Although Dasatinib, nilotinib, bosutinib, and ponatinib therapy have been successful for CML patients with the major KD mutations, these TKIs lack efficacy in a minimal number of different leukemic clones and all of them but ponatinib lack efficacy against the T315I mutation. The most frequent KD mutations associated with CML resistance to imatinib, nilotinib, dasatinib, bosutinib, and ponatinib according to their potency and region of BCR-ABL1 that each of these mutations target are shown at Figure 2 .
Additional BCR-ABL1-dependent mechanisms of resistance have been described, including BCR-ABL1 overexpression due to BCR-ABL1 gene amplification, Ph chromosome duplication, and differential regulation of oncogene transcription (Figure 1). BCR-ABL1 gene overexpression enables constitutive activation of tyrosine kinase despite the presence of TKI, which leads to leukemic cell expansion until a KD mutation is acquired and confers overt resistance . As mentioned above, to overcome KD mutation, physicians should detect the type of mutation linked to a particular CML patient and select an adequate and effective new generation TKIs.
BCR-ABL1-independent mechanisms of resistance to TKIs
The BCR-ABL1-independent mechanisms of TKI resistance (Figures 1 and 3) in CML are particularly associated with persistence of LSC (Figure 3) [52,61,62], which may be related to their interactions with bone marrow niche microenvironment  as well as deregulated drug influx/efflux pumps [63,64], other chromosomal abnormalities, altered transcriptional regulatory and signaling networks or mitochondrial/metabolic changes , epigenetic alterations, and patient nonadherence to medication (Figures 1 and 3).

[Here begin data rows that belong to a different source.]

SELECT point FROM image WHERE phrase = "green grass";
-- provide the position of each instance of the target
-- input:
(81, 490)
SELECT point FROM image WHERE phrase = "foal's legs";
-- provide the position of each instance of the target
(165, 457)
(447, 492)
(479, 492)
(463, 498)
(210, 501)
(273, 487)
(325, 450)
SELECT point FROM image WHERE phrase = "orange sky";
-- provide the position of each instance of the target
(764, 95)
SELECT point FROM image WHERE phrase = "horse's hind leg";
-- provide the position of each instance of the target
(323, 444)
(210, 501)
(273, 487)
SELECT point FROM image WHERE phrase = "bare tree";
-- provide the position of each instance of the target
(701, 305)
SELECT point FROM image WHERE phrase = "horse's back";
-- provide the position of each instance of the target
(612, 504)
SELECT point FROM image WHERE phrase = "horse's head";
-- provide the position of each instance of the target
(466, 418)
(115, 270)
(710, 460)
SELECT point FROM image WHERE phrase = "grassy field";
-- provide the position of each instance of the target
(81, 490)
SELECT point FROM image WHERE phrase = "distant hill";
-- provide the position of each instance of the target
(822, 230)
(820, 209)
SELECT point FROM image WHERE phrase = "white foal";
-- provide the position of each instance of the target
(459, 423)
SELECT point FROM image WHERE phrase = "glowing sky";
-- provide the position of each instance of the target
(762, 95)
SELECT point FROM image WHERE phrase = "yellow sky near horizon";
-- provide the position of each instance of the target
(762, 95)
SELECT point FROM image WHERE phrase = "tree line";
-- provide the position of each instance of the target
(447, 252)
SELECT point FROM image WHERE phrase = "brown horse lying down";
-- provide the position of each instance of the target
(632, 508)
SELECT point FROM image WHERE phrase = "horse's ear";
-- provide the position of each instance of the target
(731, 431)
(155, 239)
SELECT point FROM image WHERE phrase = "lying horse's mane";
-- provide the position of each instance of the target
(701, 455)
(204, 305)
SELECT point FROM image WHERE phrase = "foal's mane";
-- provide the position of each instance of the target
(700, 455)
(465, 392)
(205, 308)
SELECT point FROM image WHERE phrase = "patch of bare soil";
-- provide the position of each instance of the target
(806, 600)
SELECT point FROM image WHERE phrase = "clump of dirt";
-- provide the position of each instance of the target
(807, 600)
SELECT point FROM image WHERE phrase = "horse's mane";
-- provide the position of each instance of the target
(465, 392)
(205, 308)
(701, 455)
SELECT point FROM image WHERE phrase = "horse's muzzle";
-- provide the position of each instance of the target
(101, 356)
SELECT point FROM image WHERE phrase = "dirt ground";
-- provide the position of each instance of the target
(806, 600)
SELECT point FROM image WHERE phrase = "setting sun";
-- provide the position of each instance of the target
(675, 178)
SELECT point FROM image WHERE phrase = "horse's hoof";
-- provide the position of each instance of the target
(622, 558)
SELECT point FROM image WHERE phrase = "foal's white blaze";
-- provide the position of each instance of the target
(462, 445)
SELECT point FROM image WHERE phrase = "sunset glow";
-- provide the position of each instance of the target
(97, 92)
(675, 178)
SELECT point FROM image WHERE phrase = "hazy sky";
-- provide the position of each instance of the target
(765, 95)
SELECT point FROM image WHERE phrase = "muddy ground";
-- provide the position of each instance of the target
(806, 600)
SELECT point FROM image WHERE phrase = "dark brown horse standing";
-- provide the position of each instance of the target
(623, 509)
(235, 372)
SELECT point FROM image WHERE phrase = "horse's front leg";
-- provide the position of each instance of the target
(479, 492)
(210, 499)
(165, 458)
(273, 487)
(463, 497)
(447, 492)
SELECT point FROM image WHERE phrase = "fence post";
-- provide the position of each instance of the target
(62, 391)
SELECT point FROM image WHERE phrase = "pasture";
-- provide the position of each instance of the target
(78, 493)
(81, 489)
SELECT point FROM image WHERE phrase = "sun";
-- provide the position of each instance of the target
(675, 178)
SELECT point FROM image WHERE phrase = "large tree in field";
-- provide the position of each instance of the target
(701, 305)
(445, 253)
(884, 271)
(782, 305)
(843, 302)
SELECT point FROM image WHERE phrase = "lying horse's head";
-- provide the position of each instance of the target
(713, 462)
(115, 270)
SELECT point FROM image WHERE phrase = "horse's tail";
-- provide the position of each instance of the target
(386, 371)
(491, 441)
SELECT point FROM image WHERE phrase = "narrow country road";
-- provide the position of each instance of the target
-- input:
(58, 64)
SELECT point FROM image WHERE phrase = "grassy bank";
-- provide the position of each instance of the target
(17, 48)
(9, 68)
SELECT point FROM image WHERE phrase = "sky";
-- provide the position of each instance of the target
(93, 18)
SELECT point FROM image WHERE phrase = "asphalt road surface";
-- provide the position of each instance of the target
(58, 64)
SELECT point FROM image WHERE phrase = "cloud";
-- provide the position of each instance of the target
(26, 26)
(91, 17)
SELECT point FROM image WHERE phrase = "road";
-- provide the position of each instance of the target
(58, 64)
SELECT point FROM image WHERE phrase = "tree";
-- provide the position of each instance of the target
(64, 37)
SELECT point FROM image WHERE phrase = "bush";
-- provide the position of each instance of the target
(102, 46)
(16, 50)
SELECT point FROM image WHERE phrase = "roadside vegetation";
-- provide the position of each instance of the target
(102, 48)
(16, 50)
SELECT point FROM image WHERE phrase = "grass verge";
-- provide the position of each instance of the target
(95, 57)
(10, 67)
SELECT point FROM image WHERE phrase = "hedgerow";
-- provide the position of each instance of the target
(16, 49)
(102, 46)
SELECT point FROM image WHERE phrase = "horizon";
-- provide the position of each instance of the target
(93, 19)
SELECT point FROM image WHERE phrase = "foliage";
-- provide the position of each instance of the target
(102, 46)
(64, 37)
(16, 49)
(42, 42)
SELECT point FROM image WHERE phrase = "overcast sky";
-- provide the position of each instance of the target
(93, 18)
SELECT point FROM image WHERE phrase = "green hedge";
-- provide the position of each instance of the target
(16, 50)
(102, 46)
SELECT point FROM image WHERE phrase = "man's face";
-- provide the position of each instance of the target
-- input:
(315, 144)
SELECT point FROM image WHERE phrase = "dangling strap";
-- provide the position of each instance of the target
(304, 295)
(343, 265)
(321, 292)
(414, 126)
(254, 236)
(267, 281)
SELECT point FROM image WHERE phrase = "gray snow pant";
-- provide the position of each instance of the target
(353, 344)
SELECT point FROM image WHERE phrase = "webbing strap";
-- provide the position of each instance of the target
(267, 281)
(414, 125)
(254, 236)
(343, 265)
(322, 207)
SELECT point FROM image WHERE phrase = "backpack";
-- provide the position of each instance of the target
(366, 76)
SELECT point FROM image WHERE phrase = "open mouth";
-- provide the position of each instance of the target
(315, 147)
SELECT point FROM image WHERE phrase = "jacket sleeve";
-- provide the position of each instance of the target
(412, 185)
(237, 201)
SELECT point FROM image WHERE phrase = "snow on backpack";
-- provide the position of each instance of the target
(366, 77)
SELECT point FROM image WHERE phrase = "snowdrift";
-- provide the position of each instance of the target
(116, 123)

In this regard, persistence of CML-LSC in the bone marrow have been described as the cause of the minimal residual disease during TKI treatment, which can also lead to TKI resistance over time and relapse after therapy discontinuation . CML-LSC have high stemness potential, are resistant to TKI-induced-apoptosis, interact with bone marrow stromal cells, and express high levels of BCR-ABL1 and drug influx/efflux proteins.

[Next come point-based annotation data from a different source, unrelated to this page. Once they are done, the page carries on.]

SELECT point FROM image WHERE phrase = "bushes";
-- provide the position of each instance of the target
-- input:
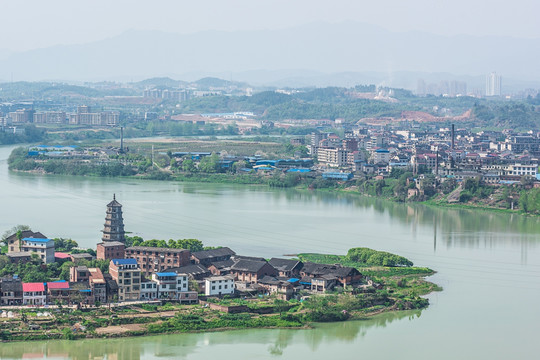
(192, 322)
(376, 258)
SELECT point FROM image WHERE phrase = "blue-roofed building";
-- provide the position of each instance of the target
(44, 248)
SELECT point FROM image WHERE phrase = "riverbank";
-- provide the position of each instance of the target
(383, 289)
(398, 186)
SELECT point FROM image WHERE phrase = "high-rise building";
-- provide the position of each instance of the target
(493, 84)
(114, 223)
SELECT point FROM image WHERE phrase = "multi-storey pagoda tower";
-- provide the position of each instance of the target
(114, 223)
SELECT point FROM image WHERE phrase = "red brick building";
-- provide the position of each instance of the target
(153, 259)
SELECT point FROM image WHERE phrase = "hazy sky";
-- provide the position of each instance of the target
(28, 24)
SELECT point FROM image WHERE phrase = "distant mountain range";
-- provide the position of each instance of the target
(315, 54)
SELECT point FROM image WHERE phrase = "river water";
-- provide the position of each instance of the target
(488, 264)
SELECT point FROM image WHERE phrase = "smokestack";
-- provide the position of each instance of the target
(453, 137)
(121, 139)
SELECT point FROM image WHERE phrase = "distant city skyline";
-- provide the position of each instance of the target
(493, 84)
(58, 22)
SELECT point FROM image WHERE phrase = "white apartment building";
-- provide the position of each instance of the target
(332, 157)
(219, 285)
(43, 247)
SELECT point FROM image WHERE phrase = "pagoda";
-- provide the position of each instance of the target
(114, 223)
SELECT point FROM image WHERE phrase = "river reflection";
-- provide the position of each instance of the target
(272, 342)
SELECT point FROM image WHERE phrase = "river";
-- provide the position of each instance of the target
(488, 264)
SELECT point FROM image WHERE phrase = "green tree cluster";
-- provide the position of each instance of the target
(529, 201)
(189, 244)
(376, 258)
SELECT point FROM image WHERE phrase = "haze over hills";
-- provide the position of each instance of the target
(324, 54)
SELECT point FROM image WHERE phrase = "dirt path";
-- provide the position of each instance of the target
(119, 329)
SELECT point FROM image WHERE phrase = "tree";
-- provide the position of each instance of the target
(209, 164)
(189, 166)
(280, 306)
(17, 229)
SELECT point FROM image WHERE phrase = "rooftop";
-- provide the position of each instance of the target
(111, 243)
(124, 261)
(166, 274)
(33, 287)
(58, 285)
(37, 240)
(208, 254)
(154, 249)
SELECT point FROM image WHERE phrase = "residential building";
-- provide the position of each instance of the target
(127, 274)
(34, 294)
(283, 289)
(333, 157)
(153, 259)
(58, 291)
(194, 272)
(98, 285)
(76, 258)
(22, 116)
(286, 267)
(78, 274)
(110, 250)
(44, 248)
(148, 289)
(252, 270)
(14, 245)
(219, 285)
(50, 117)
(381, 156)
(11, 291)
(207, 257)
(169, 284)
(493, 84)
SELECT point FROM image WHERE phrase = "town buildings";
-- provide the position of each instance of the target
(153, 259)
(219, 285)
(127, 274)
(110, 250)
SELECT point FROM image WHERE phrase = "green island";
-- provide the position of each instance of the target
(389, 283)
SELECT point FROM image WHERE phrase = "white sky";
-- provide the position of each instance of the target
(28, 24)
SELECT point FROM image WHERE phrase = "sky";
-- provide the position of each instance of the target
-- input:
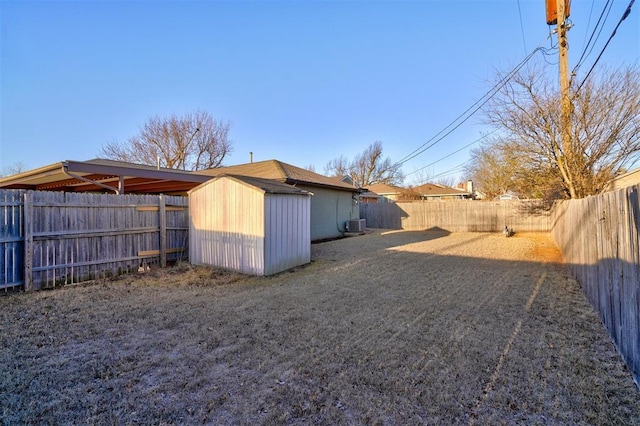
(303, 82)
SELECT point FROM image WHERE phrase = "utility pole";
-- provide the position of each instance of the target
(565, 96)
(561, 12)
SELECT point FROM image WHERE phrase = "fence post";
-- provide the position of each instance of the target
(162, 211)
(28, 241)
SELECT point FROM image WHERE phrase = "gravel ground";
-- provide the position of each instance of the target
(391, 327)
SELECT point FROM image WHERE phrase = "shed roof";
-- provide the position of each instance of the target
(281, 172)
(99, 175)
(268, 186)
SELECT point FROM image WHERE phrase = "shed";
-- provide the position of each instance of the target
(250, 225)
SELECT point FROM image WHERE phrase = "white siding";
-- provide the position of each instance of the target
(227, 226)
(287, 232)
(237, 226)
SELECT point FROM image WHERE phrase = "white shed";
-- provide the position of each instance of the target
(250, 225)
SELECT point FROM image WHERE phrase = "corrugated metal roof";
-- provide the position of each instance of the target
(432, 189)
(283, 172)
(98, 175)
(268, 186)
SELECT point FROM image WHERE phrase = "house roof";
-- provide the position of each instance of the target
(385, 189)
(281, 172)
(268, 186)
(435, 190)
(100, 175)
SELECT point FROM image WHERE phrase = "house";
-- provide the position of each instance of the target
(624, 180)
(382, 193)
(107, 176)
(434, 191)
(250, 225)
(333, 202)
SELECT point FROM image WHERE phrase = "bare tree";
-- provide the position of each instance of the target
(337, 167)
(194, 141)
(495, 170)
(13, 169)
(367, 168)
(605, 125)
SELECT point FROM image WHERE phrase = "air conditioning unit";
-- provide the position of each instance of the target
(355, 225)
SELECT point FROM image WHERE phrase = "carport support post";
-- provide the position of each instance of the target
(162, 211)
(28, 240)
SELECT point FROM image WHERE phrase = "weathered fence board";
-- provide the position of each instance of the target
(460, 215)
(11, 239)
(72, 237)
(599, 238)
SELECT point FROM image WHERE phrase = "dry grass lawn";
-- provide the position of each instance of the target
(385, 328)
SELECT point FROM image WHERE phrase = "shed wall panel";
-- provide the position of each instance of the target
(330, 209)
(287, 232)
(227, 226)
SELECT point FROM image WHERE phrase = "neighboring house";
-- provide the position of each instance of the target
(382, 193)
(434, 191)
(101, 175)
(333, 202)
(624, 180)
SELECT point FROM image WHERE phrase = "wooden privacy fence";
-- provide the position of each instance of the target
(460, 215)
(599, 239)
(51, 238)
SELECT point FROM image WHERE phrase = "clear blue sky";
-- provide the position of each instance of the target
(303, 82)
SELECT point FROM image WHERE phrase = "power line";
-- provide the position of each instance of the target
(597, 28)
(624, 16)
(446, 131)
(454, 152)
(524, 43)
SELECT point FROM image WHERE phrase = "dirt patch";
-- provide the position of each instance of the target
(386, 328)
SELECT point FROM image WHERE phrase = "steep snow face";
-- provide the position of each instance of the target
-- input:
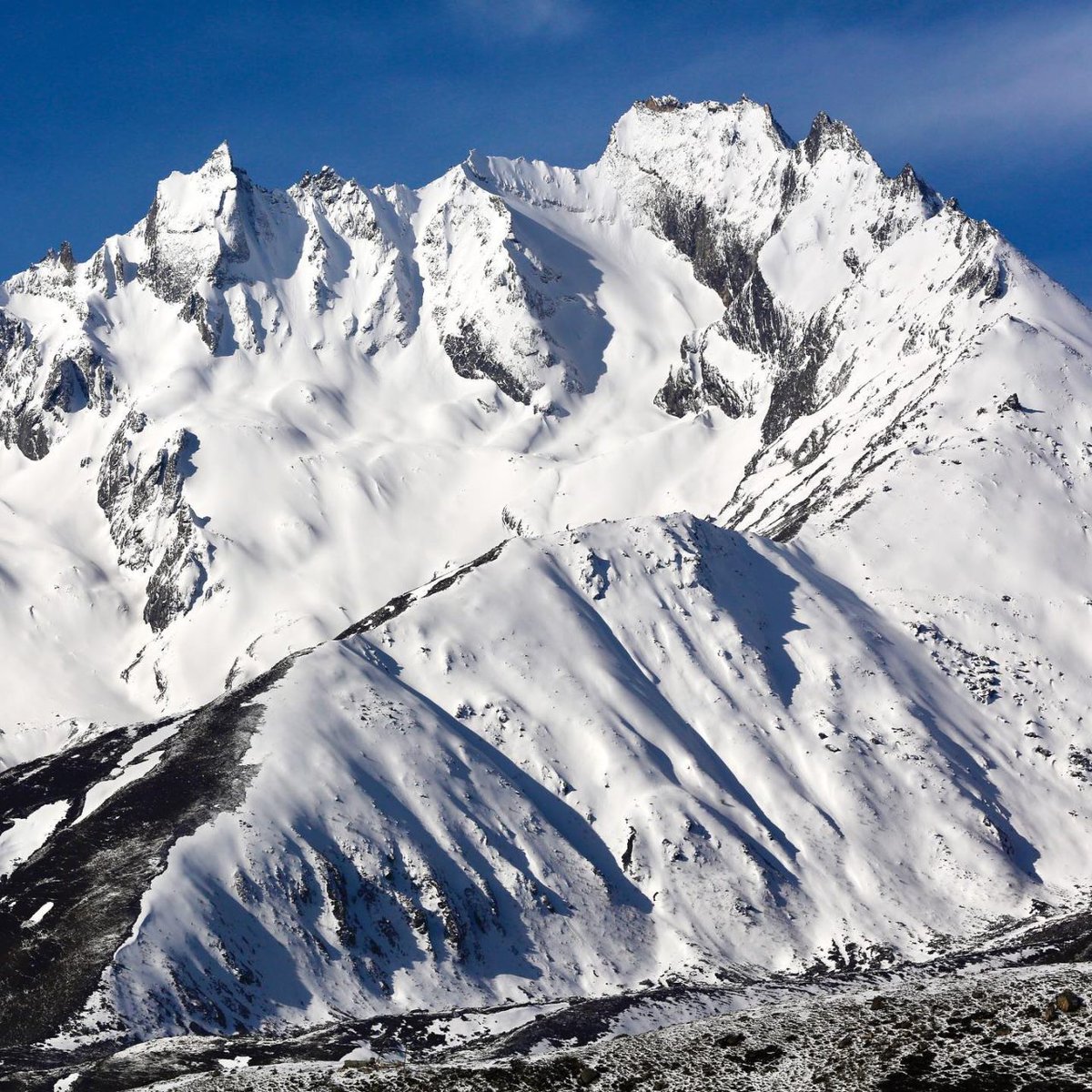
(650, 746)
(682, 325)
(634, 749)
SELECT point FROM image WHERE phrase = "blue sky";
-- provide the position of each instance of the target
(989, 101)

Deregulated drug influx/efflux pumps and drug sequestration are also related to TKI resistance because they interfere with intracellular drug availability. The low activity of the organic-cation transporter-1 (OCT-1), a cellular influx pump for IM, impairs the drug influx into leukemic cells. In contrast, elevated OCT-1 activity is associated with molecular response and high overall survival of IM-treated CML patients [63,64]. The high expression of the ATP-binding cassette (ABC) efflux transporters P-glycoprotein (ABCB1) and breast cancer resistance protein (ABCG2) reduces intracellular TKI accumulation and results in CML resistance to therapy [67,68]. The high expression of the influx transporter SLC22A1 is associated with a successful IM therapy in CML patients . In addition, genetic polymorphisms of membrane transporters also contribute to CML resistance to IM. The SLCO1B3 699GG and 344TT genotypes are associated with lack of response to IM, while the ABCA3 4548-91 CC/CA genotypes are linked to poor prognosis in CML patients treated with IM standard dose . Importantly, increase in TKI doses overcomes the low intracellular drug availability caused by alterations in drug influx/efflux pumps and sequestration processes.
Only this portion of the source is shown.